This elegiac comedy/fantasy from Robert Altman is not a “concert film” of a performance of “Prairie”, but a work of fiction about the closing night of a long-running radio show much like it, in which Garrison Keillor plays a befuddled version of himself. Keillor rubs many intellectual types the wrong way, but I’m not too bothered by his complacent folksiness. There’s a droll serenity to his persona that I like. Even his bland warbling has a certain warmth, and though his gentle satire of Middle America is not really my cup of tea, his show is enjoyable when it showcases the stirring traditional music sung by Americans on those long, lonely prairie nights and in their churches--music of community. Much of this film is music; the songs are sung by the actors, who acquit themselves decently, though I doubt you’ll be compelled to trouble your local record store clerk for a copy of the soundtrack.
I was intrigued to see what would be the harvest of the conflict between the visions of Keillor, who wrote the film, and the iconoclastic Altman. The resulting film’s voice is recognizably Altman’s. He has a distinctive way of seeing; he’s not directing the ensemble cast so much as he’s observing them, as interested as we are to see what they’ll do next. I enjoyed his playful mise en scene: framed by doorways and mirrors, discrete images are formed. Thus, in a sense his frame contains several shots at once, combining mise en scene and montage.
Backstage we meet colorful characters such as the Johnson Girls (Meryl Streep, Lilly Tomlin, and Meryl’s teen-angst-ridden daughter, played by Lindsay Lohan).
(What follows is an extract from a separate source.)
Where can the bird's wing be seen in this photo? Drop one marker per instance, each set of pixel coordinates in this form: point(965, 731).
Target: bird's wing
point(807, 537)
We’re reminded that one of the things cinema is “about” is the human face whenever we see a close-up of Tomlin’s wonderful mug. "Prairie" connoisseurs will know that Keillor plays detective Guy Noir in the show’s weekly, moderately amusing noir send-up; in the film, Noir is brought to life in a quite funny turn by Kevin Kline as the theatre’s incompetent security guard, investigating sightings of a mysterious woman moving about the theater (Virginia Madsen).
Slight, but full of laughter and music, this film is a pleasure from start to finish.